Market Update March 2014

It was 100 months ago we published our first market update on the elearning market in November 2005. We take the opportunity to look back at what has changed - and what hasn’t - since 2005. We look at how companies and markets have changed over the period. So get your scorecards out….

More different than the same?

The learning technology landscape has changed dramatically since 2005. There have been over 100 acquisitions and mergers that we know of and many of which we have reported on in this column. There have also been hundreds of new start-ups. IBIS in 2013 identified over 3,000 elearning companies active in Europe alone thus there is no shortage of innovation or investment in the elearning space.

LMS market Changes

The biggest winner in my view in the last 100 months has been Cornerstone. It has grown its revenues to $185m in 2013 from $46m in 2010. In 2005 Saba was named the top elearning LMS vendor with estimated revenues of $65m. Saba’s annual revenues last year were $116m, so revenues have doubled in 8 years in actual terms, but they have grown much slower than Cornerstone.

The open source platforms have also grown significantly in this period: Moodle to over 60m users and Totara, a custom distribution of Moodle for corporates, has grown strongly from a zero base in the last 3 years to over a million users. Nine years ago we were in evangelist mode around open source LMS solutions, it was even in our very first newsletter. Now it is common to see companies choose open source solutions.

The big technology players have acquired innovative smaller players in their quest to provide integrated talent management solutions. For example companies like Success Factors were bought by SAP for $3.4bn and Taleo were acquired by Oracle for $1.9bn. This follows trends in other technology markets where big players look to build integrated suites of services.

Tools market

The product and tool companies that have performed well in the last 100 months are those that have won in a particular market. A good example is the authoring tool Assima which did £5.6m revenues in 2005 and over £20m in £2012. However, for every Assima there are dozens of failed products and tools. Getting a groundswell of users, continuing to innovate, and providing great service and support are the keys to the kingdom here. Our friends at Articulate do this really well. Open Source authoring tools are a disruptive threat to this market and we’re doing our bit with our Adapt Open Source authoring framework.

Generic content – Skillsoft became huge, but did they just buy the growth?
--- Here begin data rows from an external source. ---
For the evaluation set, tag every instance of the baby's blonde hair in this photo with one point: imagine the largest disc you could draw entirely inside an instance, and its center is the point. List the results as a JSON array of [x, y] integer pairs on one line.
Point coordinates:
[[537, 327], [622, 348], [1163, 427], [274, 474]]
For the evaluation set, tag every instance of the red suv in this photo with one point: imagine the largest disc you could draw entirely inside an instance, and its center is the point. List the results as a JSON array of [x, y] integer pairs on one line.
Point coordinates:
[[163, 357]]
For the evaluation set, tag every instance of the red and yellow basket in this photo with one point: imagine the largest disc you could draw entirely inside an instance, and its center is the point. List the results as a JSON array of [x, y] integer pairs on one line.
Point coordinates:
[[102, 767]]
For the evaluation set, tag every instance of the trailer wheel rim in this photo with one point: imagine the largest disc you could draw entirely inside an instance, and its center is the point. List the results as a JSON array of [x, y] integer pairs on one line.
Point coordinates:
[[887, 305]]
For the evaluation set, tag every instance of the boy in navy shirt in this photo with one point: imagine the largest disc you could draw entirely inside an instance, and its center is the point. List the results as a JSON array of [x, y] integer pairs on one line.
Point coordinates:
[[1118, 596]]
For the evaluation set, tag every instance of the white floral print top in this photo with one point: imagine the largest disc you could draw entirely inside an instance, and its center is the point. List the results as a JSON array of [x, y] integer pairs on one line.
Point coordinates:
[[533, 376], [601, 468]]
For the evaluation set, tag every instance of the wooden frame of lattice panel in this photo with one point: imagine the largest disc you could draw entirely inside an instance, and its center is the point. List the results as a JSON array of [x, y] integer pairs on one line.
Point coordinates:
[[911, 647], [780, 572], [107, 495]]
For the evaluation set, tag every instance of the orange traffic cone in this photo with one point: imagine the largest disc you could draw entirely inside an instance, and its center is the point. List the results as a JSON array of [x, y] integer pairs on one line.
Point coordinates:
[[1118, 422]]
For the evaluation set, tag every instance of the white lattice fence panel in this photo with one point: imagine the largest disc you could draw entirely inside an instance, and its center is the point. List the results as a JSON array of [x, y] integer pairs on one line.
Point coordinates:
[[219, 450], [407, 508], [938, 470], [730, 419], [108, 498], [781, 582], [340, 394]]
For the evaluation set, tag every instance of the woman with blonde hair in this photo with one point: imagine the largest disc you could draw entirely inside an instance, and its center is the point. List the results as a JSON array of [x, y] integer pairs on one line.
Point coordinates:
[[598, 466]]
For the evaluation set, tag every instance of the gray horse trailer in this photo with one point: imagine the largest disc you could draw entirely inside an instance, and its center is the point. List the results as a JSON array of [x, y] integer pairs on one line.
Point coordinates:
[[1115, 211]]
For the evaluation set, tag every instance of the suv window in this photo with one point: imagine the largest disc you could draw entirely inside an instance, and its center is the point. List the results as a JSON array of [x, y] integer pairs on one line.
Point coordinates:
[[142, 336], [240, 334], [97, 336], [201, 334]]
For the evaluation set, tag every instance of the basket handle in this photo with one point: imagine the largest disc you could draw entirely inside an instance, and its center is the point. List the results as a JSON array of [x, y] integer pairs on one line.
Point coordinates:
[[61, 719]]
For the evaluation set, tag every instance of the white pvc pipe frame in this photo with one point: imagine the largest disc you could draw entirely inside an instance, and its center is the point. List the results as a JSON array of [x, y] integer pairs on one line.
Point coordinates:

On the generic content side some people may feel the big winner over the last 100 months is SkillSoft which was sold for a reported $2bn recently. In 2005 Skillsoft’s revenues were $212m, by the end of January 2013 its revenues had increased to $380m. In 2013/14 Skillsoft’s third quarter revenues grew to $105m, so the company is on target to double its revenues.

However, let’s peel back the layers to see how they go t there. This revenue growth includes a number of large acquisitions for example:

  • Netg was acquired in 2006 for $270 million in cash, Netg was doing annual revenues of $160m at the time
  • Element K was acquired in 2011 for $110 million in cash, Element K was doing $86m in annual revenues at the time.

Thus just adding Skillsoft’s 2005 revenues to the Netg and Element K revenues would give you revenues of $258m, and this excludes many other smaller acquisitions such as Thirdforce/Mindleaders, Books 24x7 and 50 Lessons. Thus overall revenues have arguably declined over this period. Nothing wrong with acquiring to expand and dominate a sector and then drive up margins, but it does mask the organic growth levels.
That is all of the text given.